“I had to learn to breathe again”
“God loves me and blesses me.” The man who says this often has to literally fight for every breath he takes. Florent Girard, who lives in France, was born with cystic fibrosis, a genetic condition. Where does he take the strength to cope with it?
Florent was born in 1982. He is the first child of Patricia and Bernard Girard. Bernard is a Deacon in Amnéville (France) today. Already as a baby Florent often had infections, but the doctors did not think it was potentially serious.
Then, when he was two years old, he had a serious infection with a very high temperature, and Florent’s mother insisted that the cause be found. “Three weeks later we were told that Florent had cystic fibrosis,” she says. “We knew nothing about the disease at the time.” Only a year later, when the parents joined a support group, did they realize how serious a diagnosis this was.
Cystic fibrosis is a genetic disorder that affects mostly the lungs, but also other organs. The secretions of the lung and other organs, which are thin in healthy people, are thick and sticky and they obstruct the fine branches of the bronchi, leading to respiratory problems. Cystic fibrosis is incurable. If detected early, treatment can slow down the progression of the illness significantly.
The disease only breaks out if both parents pass on a certain gene. “I have two sisters, and the three of us all married sons from the same family, the Girards,” Patricia Girard says, and asks herself: why Florent of all people? Her son’s answer: “It would be a lot more painful for me if my brothers were sick. I thanked and still thank God that they are healthy.”

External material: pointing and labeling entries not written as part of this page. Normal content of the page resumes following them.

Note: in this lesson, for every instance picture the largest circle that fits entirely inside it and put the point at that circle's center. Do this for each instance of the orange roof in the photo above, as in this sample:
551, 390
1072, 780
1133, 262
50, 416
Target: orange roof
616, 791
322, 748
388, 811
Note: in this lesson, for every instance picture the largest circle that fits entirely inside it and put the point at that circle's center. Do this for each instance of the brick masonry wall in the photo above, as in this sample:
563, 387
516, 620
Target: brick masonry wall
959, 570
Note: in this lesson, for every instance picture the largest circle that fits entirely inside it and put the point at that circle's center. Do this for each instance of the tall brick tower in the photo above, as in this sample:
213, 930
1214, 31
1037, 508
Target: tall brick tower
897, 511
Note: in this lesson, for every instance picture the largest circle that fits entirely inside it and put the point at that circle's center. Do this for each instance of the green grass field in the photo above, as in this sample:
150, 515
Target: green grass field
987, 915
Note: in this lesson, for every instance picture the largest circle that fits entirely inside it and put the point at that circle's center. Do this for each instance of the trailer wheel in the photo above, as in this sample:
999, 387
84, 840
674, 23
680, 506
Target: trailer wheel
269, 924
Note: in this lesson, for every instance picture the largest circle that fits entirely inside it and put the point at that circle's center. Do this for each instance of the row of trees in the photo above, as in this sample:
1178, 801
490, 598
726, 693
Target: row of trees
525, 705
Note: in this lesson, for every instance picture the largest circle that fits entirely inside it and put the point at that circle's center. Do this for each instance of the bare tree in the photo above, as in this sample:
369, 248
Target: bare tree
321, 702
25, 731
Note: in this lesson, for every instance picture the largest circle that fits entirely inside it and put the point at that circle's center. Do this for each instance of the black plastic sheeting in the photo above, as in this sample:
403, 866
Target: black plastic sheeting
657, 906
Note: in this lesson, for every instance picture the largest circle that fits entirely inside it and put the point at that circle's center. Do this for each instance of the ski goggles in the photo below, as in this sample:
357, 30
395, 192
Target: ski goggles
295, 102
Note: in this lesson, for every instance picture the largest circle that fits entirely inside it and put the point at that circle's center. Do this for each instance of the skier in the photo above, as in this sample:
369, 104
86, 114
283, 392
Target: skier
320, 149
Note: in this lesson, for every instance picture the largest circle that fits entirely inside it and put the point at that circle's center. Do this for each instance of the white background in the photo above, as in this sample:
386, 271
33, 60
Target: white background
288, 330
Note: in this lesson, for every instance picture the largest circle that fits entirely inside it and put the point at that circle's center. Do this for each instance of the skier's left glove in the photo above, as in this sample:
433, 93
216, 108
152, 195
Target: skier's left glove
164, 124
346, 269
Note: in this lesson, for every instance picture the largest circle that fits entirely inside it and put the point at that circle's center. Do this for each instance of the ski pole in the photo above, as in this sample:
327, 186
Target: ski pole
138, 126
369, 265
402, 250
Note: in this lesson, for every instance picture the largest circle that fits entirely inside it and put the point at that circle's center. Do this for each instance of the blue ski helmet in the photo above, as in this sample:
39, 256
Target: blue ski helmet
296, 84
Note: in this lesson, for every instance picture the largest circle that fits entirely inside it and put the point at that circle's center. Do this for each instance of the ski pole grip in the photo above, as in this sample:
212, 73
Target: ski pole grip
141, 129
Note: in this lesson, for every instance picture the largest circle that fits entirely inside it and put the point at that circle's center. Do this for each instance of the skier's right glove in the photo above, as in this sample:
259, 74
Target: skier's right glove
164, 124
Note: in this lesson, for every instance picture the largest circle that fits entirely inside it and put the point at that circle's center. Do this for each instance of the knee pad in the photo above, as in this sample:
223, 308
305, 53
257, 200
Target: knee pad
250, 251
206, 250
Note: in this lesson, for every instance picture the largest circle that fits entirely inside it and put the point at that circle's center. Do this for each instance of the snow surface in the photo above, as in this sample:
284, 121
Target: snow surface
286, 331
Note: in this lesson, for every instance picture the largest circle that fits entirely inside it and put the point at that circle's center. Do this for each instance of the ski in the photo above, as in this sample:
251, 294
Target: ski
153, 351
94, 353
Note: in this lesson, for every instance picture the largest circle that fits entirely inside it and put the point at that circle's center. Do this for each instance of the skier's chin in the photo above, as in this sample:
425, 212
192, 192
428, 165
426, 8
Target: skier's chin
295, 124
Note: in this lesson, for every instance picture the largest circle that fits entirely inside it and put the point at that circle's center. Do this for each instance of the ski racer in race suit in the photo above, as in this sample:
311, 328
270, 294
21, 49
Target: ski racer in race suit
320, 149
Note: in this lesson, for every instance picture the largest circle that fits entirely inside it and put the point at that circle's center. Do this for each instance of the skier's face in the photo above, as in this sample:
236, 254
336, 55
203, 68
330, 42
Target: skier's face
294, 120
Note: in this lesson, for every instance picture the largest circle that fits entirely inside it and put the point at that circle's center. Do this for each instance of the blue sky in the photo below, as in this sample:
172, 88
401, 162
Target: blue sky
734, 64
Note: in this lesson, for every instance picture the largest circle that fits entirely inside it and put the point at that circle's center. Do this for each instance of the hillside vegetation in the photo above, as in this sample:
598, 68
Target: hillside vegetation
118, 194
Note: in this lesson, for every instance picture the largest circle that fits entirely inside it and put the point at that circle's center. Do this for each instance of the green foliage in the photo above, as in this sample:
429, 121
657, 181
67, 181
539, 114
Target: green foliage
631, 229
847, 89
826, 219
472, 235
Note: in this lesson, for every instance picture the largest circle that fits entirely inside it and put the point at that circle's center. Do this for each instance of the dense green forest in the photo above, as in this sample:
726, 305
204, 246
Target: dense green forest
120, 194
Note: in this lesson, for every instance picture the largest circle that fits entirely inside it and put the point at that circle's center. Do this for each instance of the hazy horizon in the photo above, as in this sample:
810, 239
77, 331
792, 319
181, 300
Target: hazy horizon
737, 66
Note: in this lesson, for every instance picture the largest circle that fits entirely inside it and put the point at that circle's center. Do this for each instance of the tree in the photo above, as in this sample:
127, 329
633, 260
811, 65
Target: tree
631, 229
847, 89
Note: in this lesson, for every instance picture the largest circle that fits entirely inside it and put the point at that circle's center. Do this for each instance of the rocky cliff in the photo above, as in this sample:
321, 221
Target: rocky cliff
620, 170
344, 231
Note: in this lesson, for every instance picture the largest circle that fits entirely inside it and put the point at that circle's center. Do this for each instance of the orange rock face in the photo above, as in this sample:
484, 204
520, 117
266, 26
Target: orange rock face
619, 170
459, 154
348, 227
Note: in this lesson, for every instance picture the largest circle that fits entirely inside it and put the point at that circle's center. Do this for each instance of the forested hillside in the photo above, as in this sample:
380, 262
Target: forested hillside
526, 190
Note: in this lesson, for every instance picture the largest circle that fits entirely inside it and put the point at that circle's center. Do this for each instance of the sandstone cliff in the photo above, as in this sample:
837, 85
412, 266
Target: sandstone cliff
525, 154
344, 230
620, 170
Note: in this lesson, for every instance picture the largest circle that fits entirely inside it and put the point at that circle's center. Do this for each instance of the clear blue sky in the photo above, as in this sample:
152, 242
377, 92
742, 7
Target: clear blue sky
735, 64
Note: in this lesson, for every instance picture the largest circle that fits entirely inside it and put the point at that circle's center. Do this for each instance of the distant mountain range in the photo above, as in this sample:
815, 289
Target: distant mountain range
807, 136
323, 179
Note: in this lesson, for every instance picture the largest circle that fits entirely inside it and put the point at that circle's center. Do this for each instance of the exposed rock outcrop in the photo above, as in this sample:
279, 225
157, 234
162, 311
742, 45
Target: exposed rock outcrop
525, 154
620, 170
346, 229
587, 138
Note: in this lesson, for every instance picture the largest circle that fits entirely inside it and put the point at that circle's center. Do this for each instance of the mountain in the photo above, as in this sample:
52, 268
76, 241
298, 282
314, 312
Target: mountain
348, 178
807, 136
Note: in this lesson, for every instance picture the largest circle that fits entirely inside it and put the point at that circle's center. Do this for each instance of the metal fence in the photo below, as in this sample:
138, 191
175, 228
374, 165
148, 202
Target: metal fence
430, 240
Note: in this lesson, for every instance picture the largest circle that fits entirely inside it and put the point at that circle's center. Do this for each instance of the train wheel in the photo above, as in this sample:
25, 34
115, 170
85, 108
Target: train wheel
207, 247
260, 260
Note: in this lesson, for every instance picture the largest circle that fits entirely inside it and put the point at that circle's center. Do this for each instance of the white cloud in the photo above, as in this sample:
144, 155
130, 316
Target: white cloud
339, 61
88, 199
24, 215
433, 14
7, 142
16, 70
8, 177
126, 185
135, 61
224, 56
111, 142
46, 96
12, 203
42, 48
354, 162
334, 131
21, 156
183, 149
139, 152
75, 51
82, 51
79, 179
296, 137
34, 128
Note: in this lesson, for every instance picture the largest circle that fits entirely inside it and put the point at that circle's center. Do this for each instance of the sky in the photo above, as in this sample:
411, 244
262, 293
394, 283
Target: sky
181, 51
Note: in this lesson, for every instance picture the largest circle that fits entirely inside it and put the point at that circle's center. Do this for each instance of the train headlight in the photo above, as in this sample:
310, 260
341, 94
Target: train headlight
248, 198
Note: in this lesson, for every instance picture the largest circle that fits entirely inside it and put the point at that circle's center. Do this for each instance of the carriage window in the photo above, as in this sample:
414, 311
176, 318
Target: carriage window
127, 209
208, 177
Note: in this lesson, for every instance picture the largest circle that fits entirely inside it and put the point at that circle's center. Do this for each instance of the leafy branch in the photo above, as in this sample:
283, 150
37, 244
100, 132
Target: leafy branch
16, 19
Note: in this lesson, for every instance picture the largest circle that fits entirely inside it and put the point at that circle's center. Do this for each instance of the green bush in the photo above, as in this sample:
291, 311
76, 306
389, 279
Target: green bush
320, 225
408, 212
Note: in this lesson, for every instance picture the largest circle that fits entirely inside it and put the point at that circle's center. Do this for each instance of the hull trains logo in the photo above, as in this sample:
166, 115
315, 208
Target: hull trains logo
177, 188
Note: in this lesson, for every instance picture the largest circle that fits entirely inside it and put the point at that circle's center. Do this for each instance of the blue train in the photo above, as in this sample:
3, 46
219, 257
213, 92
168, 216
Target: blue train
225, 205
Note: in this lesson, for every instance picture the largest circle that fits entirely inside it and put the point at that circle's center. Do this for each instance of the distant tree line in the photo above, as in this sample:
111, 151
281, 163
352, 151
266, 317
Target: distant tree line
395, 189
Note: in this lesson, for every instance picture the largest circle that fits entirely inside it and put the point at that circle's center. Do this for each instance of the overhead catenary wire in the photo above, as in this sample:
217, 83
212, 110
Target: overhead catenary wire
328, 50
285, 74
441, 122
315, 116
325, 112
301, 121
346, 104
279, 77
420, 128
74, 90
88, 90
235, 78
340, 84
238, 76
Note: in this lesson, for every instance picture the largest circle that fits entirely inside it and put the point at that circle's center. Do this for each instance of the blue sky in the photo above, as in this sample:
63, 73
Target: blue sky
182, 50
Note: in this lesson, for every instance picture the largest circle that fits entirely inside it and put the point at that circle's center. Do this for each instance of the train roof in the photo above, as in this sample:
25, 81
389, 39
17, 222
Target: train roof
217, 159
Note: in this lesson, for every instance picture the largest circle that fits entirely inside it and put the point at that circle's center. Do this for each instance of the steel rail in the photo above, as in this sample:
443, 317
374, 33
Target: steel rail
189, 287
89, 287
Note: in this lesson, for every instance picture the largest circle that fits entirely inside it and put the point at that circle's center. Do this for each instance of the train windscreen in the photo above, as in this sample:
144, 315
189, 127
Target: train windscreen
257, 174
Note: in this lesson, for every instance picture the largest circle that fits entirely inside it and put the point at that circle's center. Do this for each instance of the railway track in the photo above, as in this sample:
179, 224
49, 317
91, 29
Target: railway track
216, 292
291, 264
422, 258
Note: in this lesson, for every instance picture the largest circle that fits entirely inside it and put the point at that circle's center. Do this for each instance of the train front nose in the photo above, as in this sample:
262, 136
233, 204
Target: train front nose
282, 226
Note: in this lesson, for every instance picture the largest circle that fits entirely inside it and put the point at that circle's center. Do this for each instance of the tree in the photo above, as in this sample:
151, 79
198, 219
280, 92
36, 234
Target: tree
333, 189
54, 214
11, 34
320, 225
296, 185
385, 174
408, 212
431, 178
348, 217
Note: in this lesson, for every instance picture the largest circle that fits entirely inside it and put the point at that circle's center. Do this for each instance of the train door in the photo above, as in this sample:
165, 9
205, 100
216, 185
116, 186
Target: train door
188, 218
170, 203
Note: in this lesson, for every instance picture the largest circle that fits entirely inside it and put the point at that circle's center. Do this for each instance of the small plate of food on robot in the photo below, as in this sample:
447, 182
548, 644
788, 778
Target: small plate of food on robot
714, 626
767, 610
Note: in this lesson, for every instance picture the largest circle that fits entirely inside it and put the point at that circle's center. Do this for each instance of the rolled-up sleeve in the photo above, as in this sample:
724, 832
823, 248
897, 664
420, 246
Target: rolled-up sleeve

His first childhood memories are of having to stay in bed with a humidifier for twelve hours at a time and with a tent over his bed. When he started school he regularly had to go to hospital for two to three weeks. Life-threatening complications prevented him from writing his final exams. He had to abandon his plans to study law. He even had to abandon training and working in an institution for disabled people. “The most important thing my parents taught me is to trust in God,” Florent says.
With church songs off to sleep
Already as a small boy, Florent felt the intercessions of his brothers and sisters at Church. A touching experience in a divine service—he was actually mentioned by name in a prayer, which is anything but usual—gave him new courage and hope. The antibiotic therapy he was receiving was beginning to be more effective and for a longer term. Things were looking good the doctor told the then 23-year old with a big smile: “What happened? How is this possible?”
By 2012/2013 Florent knew that a lung transplant could not be put off much longer. The surgery was scheduled on 27 November 2015 at 3.30. “I sang our church songs, all of them, as they came into my head,” Florent reports of the time shortly before he was put to sleep.
The surgery lasted ten and a half hours. His parents were waiting at home, anxious, and did not stop praying. Deacon Girard remembers: “Afterwards we were told that Florent had lost a lot of blood and that his heart had stopped, but because a third surgeon happened to be there at that moment they were able to respond quickly.”
Florent describes waking up from the anaesthetic as follows: “I saw myself in our church and the choir was singing: ‘Come, everyone, and join our song: God loves us all.’ Then I opened my eyes and found myself in intensive care, thinking: ‘Wow, it worked. Thank You, God.’”
What the disease has taught us
“I actually had to learn to breathe again, but I can do a lot of everyday things now—like taking a shower, climbing stairs, and eating—that were difficult for me before.” And he is very happy that he can go to church more often now. “I really missed that.” Divine services for the departed are very special for Florent: “I really feel a need to remember the person whose lung I received.”
He wants to wait and see how the first year with his new lung goes: “If I feel good I would like to train for the job that I was recommended for thirteen years ago.” A place of his own and a relationship are also on his to-do list. “I always ignored my emotional needs. I did not want to burden anyone with my illness.”
“The disease has taught me a lot: it is important in life to be understanding and sympathetic and to have an ear for the needs of others; to believe in God and to stay on this way. I wonder if I would see things this way if I had not been sick?” he asks and adds, “The disease really robbed me of a lot. But the love of God, the love of my family, of my friends and the brothers and sisters is something that cannot be taken from me.”